Paris s’impose désormais comme le centre de gravité bancaire de l’Union européenne (UE). Les chiffres de l’Autorité de contrôle prudentiel et de résolution (ACPR) sont sans appel : en 2025, les demandes d’agrément ou d’extension pour devenir établissement de crédit ont bondi à 21 dossiers. C’est cinq fois plus que la moyenne observée l’année précédente. La capitale concentre ainsi à elle seule environ la moitié des procédures d’agrément de toute la zone euro.
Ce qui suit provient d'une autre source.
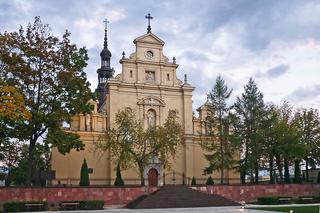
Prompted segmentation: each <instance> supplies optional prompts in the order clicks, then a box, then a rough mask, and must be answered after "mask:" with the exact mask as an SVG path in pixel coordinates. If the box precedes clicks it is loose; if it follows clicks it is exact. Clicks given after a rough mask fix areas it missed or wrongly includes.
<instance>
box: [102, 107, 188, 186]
mask: <svg viewBox="0 0 320 213" xmlns="http://www.w3.org/2000/svg"><path fill="white" fill-rule="evenodd" d="M179 145H183V139H182V128H181V125H180V124H179V123H177V112H176V111H175V110H170V111H169V114H168V117H167V119H166V121H165V122H164V124H163V125H162V126H153V127H149V128H148V129H144V128H143V127H142V125H141V123H140V122H139V121H138V120H137V119H136V115H135V114H134V112H133V111H132V110H131V109H129V108H126V109H124V110H119V112H118V113H117V114H116V117H115V126H114V127H113V128H110V129H108V130H107V131H106V134H105V135H104V137H103V138H101V141H100V142H99V143H97V145H96V148H97V149H99V150H103V151H107V150H110V155H111V158H112V159H114V160H115V161H116V162H117V163H118V164H119V165H120V167H121V168H123V169H127V168H130V167H133V166H136V167H138V171H139V175H140V180H141V185H142V186H144V185H145V181H144V175H143V174H144V169H145V167H146V166H147V165H148V164H149V163H150V161H151V159H153V158H157V159H158V160H159V161H160V162H161V163H162V165H163V166H164V167H165V166H170V162H169V158H171V157H174V156H175V153H176V148H177V146H179Z"/></svg>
« Cette attractivité de la place de Paris se vérifie auprès d’acteurs classiques post-Brexit […] et aussi de la part des acteurs innovants qui choisissent Paris parmi les autres places financières européennes », explique Emmanuelle Assouan, la nouvelle secrétaire générale de l’ACPR, dans un entretien accordé au quotidien Les Échos.
Parmi les candidats, on retrouve des poids lourds de la fintech comme Revolut, qui a fait de l’obtention d’une licence complète dans l’Hexagone une priorité stratégique pour piloter ses activités en Europe continentale. Mais c’est aussi le cas du géant des stablecoins Circle, de la licorne française Qonto, ou encore du spécialiste du crédit instantané Younited.
Même les institutions historiques pivotent, à l’image de la banque britannique Barclays qui a acté le transfert de son siège européen vers la Ville Lumière.

De Vilnius à Paris
Pourtant, la Lituanie a été la porte d’entrée privilégiée des acteurs de la fintech pendant des années, grâce à des procédures ultra-rapides et un accès direct au réseau de paiement SEPA. C’est, d’ailleurs, sous licence balte que des géants comme Revolut ont conquis le Vieux Continent. Mais aujourd’hui, l’heure est à la maturité : pour passer du statut d’application de paiement à celui de banque principale, le passage par Paris devient inévitable.
Car le sceau de l’ACPR et de la Banque de France offre une crédibilité que les petits États de l’Est ne peuvent plus garantir face à des clients de plus en plus exigeants sur la sécurité de leurs dépôts. De même, s’implanter durablement en France est le seul moyen pour ces néobanques de proposer des produits d’épargne réglementés, comme le sacro-saint Livret A, indispensables pour rivaliser avec les banques historiques sur leur propre terrain.
À noter, tout de même, que ce rayonnement retrouvé reste à la merci des remous politiques. Alors que l’élection présidentielle de 2027 approche, les incertitudes sur l’évolution de la fiscalité et des réformes structurelles pourraient refroidir certains investisseurs. Un premier signal de prudence a d’ailleurs été envoyé par JPMorgan Chase, qui a récemment réajusté ses effectifs parisiens vers Londres.
Si ce mouvement reste marginal pour l’instant, il rappelle que la place de Paris évolue dans un équilibre fragile où la stabilité est cruciale.
- Avec 21 demandes d’agrément en 2025, Paris capte désormais la moitié des dossiers de la zone euro, s’imposant comme la place financière incontournable pour les banques de demain.
- Les fintechs délaissent peu à peu les licences lituaniennes pour le sésame de l’ACPR, indispensable pour rassurer les clients et proposer des produits d’épargne réglementés.
- Si le dynamisme est réel, il faut rester vigilant face aux incertitudes politiques et fiscales à l’approche de 2027.